Tout se tient dans ce petit monde des hydrocarbures. Les Québécois n’ont jamais consommé autant de fuel cette année, souligne une manchette de la grosse Presse et du Journal de Montréal. Richard Martineau (le philosophe des causes perdues et de la majorité silencieuse) a encore une fois signé une chronique définitive sur la popularité de l’automobile de ce côté-ci de la planète lors du salon de l’auto montréalais. La voiture solo n’a jamais été si appréciée par tous ceux et celles qu’il observe du haut de l’empire Quebecor qui mise sur ses gémonies pour occuper sa clientèle sensible aux changements de ton et d’antenne. Il essaie même de nous faire croire qu’on peut difficilement vivre en ville (Montréal) sans voiture. Lui qui ne peut prendre les transports en commun (il se fait payer des taxis par ses employeurs) par crainte d’être lynché par ceux et celles qu’il provoque délibérément dans ses chroniques quotidiennes. Son petit jeu est connu de tous. Il est à la base de la plupart des fidèles des médias sociaux qui croient qu’on peut s’exprimer sur n’importe quoi malgré le fait qu’on a strictement rien à dire. C’est le fameux discours du vide entretenu par ces médias et leurs thuriféraires.

La directrice des affaires publiques et des relations avec la communauté semble faire de même en affirmant sans broncher que « la majorité silencieuse veut le projet ». S’ensuit un grand vide autour de son aporie. Qui peut être contre à part cette minorité bavarde qui veut que la région ferme plutôt que d’accepter ces grands projets pollueurs porteurs de richesse et de progrès.

C’est la majorité silencieuse contre la majorité pensante. Celle-ci n’est pas de taille. Elle a beau développer des arguments scientifiques inquiétants, des alternatives réalistes (les nouvelles économies fondées sur la protection de l’environnement et les transports collectifs) et appliquées à travers le monde, rien n’y fait. Comme si on habitait une autre planète.

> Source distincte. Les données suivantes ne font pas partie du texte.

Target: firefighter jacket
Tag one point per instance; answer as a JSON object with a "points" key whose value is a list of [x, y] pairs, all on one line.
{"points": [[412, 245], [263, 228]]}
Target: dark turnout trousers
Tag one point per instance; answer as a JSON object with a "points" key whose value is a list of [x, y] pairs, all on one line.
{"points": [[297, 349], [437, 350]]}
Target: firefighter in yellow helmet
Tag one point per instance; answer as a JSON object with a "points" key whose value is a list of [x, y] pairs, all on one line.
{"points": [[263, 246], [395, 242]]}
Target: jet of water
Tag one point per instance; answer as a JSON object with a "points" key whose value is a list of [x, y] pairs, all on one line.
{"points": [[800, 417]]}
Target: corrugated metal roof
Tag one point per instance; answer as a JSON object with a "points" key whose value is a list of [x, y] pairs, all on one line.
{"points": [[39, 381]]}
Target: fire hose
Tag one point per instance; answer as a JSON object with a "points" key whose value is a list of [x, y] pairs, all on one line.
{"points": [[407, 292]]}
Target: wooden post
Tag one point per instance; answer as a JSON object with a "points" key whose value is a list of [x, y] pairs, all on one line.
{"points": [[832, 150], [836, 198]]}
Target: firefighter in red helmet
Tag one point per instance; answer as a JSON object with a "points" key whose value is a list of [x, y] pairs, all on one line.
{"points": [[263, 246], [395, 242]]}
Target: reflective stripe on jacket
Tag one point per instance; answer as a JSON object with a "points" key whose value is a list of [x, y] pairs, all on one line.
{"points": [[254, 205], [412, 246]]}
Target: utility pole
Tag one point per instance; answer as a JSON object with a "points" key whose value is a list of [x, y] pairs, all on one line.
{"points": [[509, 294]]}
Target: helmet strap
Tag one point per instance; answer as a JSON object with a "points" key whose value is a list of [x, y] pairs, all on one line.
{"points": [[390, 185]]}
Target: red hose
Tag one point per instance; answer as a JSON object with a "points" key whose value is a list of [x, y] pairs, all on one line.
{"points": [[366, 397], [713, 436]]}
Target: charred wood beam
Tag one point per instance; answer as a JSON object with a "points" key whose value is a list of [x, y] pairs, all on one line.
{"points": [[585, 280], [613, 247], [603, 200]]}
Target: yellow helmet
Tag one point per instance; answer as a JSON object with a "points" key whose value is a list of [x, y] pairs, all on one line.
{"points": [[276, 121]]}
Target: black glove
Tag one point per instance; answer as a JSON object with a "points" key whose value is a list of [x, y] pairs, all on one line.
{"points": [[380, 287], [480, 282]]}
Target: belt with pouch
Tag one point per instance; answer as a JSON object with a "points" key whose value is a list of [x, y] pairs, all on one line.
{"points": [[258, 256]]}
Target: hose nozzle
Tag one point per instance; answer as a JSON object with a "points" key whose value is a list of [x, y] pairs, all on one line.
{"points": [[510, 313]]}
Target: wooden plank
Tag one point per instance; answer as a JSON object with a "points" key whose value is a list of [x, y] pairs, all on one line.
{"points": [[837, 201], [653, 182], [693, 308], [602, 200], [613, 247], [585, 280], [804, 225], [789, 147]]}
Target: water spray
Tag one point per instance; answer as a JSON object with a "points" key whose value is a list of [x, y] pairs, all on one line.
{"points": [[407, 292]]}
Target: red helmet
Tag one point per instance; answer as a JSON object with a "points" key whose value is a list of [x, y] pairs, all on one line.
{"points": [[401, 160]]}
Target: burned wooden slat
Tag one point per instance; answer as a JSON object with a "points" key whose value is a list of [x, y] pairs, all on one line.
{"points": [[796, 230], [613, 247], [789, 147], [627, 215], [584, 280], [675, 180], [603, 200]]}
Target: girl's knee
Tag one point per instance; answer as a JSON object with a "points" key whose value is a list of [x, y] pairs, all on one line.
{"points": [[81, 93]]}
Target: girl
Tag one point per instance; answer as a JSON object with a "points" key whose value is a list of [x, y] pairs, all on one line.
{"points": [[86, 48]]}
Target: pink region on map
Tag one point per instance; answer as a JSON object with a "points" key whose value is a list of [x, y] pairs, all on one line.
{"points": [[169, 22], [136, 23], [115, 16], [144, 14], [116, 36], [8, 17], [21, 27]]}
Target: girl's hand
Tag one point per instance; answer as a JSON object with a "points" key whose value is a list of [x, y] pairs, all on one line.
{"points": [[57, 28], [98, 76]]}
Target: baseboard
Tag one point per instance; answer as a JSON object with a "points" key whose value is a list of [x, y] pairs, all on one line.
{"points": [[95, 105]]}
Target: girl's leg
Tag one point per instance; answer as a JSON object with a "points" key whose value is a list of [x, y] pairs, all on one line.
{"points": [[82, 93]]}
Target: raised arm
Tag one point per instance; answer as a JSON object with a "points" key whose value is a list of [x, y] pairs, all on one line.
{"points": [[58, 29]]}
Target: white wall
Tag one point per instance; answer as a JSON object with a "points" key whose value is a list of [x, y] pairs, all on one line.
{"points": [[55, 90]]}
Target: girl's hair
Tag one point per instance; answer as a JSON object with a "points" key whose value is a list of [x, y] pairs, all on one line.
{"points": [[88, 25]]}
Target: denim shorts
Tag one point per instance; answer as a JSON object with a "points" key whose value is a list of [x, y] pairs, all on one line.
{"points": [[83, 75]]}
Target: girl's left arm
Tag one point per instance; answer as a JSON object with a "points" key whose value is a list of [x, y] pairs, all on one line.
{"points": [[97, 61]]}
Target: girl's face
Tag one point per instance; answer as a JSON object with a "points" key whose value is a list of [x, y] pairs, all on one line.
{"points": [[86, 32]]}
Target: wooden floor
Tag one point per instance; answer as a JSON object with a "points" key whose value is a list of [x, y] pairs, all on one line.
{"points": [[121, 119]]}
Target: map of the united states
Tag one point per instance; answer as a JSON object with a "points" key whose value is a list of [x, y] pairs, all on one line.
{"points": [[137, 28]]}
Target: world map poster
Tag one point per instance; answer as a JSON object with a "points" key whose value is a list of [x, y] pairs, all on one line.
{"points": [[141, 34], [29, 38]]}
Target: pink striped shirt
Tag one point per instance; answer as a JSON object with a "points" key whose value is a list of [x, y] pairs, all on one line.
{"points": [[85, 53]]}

Comme si le Parc nous avait coupé définitivement du reste du monde en train de changer.

Valery avait raison, « le silence des espaces infinis m’effraie ». Mais moi ce qui m’effraie c’est le silence de la majorité silencieuse récupéré par le capital toujours de plus en plus avide de sa richesse. Le silence des absents volontaires qui n’en finissent plus d’avaler des couleuvres dans une indifférence lunaire.